From Death Bed to the Top

I love apples and anything to do with apples - applesauce, apple pie, apple cider and especially apples themselves. So this is a good time of the year for me. To top it off, I have come across some articles on Apple Computer this week. Sad to say, I didn't stay with my Apple stock long enough; although I'm not complaining (I'm looking skyward as I type this!).

Anyways, the Bloomberg BusinessWeek magazine this week offers an interesting interview with John Scully on "Being Steve's Boss." It especially caught my eye after reading Andrew Hallam's post and comments this week on the relative investment merits of Proctor and Gamble and Apple.

Steve Jobs, of course, is credited with lifting Apple off its death bed and getting it to soar to the front of the technology pack. So it is not surprising that Jobs is a fascinating study and that his ex-,boss would provide some insights - especially for me since I don't know a lot about Jobs.

Jobs is a designer. This is what drives Apple. Scully contrasted Apple with Microsoft, where Gates will put out a product and fix the bugs later ("...they get it right the third time.") and Jobs seeks perfection the first time.

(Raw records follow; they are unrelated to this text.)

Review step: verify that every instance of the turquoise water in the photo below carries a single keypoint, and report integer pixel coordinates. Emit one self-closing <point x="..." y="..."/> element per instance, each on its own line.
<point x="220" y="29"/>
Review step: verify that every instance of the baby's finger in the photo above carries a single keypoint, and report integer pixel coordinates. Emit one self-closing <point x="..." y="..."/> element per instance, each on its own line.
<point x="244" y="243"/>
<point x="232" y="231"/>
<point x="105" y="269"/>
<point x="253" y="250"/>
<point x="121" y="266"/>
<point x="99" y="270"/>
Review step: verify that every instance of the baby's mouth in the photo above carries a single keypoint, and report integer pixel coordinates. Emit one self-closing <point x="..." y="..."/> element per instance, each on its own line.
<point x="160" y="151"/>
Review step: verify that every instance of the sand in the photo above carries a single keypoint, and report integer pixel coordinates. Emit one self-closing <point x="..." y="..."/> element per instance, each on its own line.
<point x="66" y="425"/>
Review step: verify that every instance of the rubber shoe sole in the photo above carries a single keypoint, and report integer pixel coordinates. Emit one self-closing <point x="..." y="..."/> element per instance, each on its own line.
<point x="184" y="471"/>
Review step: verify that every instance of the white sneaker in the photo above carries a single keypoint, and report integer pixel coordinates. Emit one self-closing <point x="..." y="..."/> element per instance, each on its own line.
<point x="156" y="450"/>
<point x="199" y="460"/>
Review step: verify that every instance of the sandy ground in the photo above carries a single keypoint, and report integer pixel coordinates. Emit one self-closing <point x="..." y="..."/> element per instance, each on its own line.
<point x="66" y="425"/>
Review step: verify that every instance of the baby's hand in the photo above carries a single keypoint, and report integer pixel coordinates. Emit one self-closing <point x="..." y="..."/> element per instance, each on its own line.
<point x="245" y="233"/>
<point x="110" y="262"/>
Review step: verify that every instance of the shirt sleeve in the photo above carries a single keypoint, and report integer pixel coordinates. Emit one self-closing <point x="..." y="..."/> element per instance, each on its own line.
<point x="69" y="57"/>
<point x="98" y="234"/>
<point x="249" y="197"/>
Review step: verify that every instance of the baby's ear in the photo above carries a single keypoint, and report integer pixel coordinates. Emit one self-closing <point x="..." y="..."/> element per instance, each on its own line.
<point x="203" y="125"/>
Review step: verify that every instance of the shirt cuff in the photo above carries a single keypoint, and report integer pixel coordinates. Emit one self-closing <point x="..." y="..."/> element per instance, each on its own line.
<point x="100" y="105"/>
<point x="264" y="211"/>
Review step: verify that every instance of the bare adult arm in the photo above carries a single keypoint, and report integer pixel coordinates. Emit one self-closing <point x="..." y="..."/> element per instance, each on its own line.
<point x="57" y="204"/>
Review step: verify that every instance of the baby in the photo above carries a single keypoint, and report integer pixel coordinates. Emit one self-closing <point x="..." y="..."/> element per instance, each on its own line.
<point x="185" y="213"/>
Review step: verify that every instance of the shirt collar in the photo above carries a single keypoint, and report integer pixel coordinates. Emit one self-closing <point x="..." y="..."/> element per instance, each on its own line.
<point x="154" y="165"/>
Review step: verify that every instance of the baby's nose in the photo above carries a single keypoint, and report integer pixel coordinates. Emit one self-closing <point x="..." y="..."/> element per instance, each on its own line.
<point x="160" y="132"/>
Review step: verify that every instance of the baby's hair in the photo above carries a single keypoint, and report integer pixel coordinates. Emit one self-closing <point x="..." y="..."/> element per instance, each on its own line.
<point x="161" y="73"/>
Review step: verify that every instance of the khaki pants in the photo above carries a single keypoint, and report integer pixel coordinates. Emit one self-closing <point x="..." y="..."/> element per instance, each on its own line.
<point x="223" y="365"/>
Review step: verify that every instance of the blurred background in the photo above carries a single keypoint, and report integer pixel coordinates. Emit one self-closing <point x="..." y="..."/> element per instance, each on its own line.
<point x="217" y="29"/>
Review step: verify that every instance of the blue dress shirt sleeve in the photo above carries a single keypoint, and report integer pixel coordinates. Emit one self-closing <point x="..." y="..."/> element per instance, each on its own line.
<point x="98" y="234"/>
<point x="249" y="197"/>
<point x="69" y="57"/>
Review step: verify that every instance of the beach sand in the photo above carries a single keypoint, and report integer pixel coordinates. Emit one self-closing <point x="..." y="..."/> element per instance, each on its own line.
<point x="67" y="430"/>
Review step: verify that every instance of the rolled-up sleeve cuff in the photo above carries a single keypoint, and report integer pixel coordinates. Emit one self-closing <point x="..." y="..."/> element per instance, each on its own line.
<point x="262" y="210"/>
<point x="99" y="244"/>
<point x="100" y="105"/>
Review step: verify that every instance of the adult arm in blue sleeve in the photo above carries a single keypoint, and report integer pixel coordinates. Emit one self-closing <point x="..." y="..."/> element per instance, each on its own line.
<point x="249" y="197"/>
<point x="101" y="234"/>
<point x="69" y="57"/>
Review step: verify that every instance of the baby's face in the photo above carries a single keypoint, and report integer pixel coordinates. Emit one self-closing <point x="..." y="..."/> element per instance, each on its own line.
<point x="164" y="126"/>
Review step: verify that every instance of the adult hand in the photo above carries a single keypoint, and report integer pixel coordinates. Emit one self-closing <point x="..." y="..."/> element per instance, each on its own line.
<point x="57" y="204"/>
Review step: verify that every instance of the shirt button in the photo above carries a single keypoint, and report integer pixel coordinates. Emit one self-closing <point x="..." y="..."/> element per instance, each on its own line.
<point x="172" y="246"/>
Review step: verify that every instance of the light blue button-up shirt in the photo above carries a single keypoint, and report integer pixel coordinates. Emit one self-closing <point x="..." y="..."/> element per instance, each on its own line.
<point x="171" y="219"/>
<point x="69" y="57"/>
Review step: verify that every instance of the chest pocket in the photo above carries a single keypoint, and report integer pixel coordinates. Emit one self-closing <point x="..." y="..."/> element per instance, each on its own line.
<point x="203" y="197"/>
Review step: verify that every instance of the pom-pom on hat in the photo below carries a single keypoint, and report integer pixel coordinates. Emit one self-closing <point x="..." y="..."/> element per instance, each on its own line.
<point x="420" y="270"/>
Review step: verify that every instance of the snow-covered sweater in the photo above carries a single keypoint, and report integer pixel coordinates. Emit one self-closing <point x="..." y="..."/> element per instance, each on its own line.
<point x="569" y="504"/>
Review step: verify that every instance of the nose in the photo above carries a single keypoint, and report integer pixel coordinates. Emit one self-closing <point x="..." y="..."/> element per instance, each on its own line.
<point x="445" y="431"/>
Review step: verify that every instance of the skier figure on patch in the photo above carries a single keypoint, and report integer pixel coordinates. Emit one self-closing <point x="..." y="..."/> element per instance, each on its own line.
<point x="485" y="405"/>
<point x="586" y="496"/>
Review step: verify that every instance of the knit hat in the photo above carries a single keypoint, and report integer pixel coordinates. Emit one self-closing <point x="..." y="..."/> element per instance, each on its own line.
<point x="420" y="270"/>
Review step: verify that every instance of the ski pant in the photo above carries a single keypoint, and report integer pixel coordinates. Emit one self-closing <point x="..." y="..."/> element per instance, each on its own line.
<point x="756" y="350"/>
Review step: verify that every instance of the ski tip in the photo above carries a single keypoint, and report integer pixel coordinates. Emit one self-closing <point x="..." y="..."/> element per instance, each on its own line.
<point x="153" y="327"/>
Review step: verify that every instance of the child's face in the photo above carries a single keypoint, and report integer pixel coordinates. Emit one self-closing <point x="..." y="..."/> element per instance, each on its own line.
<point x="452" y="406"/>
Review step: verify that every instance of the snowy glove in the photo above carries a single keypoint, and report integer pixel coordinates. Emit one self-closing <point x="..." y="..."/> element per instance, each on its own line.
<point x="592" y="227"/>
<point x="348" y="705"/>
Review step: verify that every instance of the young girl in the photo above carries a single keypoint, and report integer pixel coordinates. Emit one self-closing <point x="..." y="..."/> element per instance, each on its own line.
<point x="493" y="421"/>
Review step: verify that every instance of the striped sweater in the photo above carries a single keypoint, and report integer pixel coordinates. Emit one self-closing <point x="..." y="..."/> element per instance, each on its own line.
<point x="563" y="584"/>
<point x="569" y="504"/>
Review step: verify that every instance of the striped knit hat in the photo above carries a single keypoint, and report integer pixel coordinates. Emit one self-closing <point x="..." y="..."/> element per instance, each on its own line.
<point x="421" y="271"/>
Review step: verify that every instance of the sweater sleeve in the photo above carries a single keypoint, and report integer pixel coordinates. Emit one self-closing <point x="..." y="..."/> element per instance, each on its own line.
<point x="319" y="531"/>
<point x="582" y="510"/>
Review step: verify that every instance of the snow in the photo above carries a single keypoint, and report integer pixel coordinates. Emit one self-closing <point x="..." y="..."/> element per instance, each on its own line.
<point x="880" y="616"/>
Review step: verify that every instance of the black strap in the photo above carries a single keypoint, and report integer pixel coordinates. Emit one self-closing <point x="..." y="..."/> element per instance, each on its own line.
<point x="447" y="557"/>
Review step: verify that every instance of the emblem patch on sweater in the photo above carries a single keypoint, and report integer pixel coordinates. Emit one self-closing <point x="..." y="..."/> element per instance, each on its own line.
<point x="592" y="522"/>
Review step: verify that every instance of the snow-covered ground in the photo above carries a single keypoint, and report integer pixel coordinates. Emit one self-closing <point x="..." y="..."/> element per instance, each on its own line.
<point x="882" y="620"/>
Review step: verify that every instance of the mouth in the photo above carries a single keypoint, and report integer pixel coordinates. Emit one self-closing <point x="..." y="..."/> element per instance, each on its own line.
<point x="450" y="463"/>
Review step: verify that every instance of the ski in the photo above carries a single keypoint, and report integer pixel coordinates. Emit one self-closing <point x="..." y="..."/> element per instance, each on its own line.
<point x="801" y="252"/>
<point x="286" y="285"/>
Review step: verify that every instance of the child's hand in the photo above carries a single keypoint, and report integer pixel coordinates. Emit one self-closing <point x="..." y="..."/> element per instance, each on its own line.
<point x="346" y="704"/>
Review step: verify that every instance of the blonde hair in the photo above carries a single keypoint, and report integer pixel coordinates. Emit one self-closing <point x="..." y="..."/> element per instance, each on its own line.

Jobs is a minimalist. Scully says that Job's house has very little furniture - just a picture of Einstein, a lamp, a chair, and a bed. As a minimalist, Jobs feels the most important decisions are not what you decide to do but what you decide not to do! This is looking through the lens of designing.

Interestingly, Jobs is a big fan of Sony and especially the way Sony factories were set up by Akio Morita (another interesting study). Morita is said to have gotten the inspiration for the Sony Walkman when teenagers interrupted his attempt to read at the beach by playing their music too loud. Scully points out, however, that Sony adapted poorly to digital. He says Sony should have had the iPod.

Job's hero is Edwin Land, the inventor of the Polaroid camera. Both Land and Jobs don't feel like they invented products. They feel like they were always there and they discovered them!

Genius is interesting!


  1. I'm a big fan of Steve Jobs and his "get it right the first time" approach. He is an interesting character.

  2. I read that article, too. Anyone who's ever opened an Apple product knows exactly what it's all about. Opening the packaging is half the fun because it's all so efficiently designed.